The scope of the market study will be the supply of statutory audit services in the UK to large companies, both listed and private, and public interest entities (PIEs). It is unclear at this moment whether the reference to the term ‘large’ is in line with the definition of a large company in the Companies Act 2006.
As part of its review, the CMA will investigate whether the sector is competitive and resilient enough to maintain high-quality standards. They plan to issue their provisional findings before Christmas.
The move by the CMA comes amid growing concerns and criticism of auditors following recent corporate collapses, and poor results from the Financial Reporting Council (FRC) audit quality reviews.
The CMA identified five themes from the concerns that it has heard from stakeholders so far as well as the Competition Commission’s report in 2013 and its initial view of how the market functions. It aims to focus on three of these:
- Market choice - Changes put in place by the Competition Commission appear to have increased competition between the big four firms - Deloitte, KPMG, E&Y and PwC – but the largest UK companies still almost exclusively use one of them when selecting an auditor.
- Resilience - The market study will examine what the role of the big four firms means for the resilience of the audit market with the risk being that each of the big four auditors is “too big to fail”, potentially threatening long-term competition.

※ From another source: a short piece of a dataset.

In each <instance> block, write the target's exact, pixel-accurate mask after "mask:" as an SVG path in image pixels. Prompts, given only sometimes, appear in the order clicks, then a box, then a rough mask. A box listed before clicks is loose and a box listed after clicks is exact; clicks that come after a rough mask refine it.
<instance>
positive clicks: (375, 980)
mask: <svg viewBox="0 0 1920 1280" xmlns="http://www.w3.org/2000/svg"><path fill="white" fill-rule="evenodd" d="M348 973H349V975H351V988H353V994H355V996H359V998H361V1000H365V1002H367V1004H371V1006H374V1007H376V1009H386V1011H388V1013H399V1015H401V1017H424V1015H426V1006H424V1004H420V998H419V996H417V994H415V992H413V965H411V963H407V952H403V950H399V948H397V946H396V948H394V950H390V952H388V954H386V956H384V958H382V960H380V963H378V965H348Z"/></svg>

- Incentives - Companies, rather than their investors, select their auditor. The CMA’s work will examine whether that this results in a lack of incentive to produce challenging performance reviews.
In addition to the above, the CMA also identified two other themes, namely: the scope and purpose of the audit; and regulation of audit in the UK. However, it does not intend to focus on these because the former is furthest from its focus and expertise in the operation of markets, and the latter is to be addressed by the ongoing review of the FRC led by Sir John Kingman.
If the CMA finds evidence that the market is not working well after examining these areas, it will scrutinise all proposals for tackling them. It has, on a preliminary basis, identified three groups of measures which it believes are likely to hold the most promise in addressing the issues it has identified. These groups of measures could seek to:
- increase competition between the Big Four, for instance, by creating audit-only firms or placing greater restrictions on the other services that they can provide;
- increase competition from non-Big Four audit firms, for instance, through a market share cap and/or joint/shared audits; and/or
- address the incentives arising in audits, for instance, by moving responsibility for appointing auditors away from audited companies, in certain circumstances, to an independent body
Whilst the CMA acknowledges that one potential solution to increase choice and resilience would be to forcibly break-up the Big 4 firms, it acknowledges that the design and implementation of this measure would pose significant and potentially insurmountable challenges.
The CMA has written to the government about its market study and the possible need for legislation to implement its findings and those of the independent review of the Financial Reporting Council led by Sir John Kingman.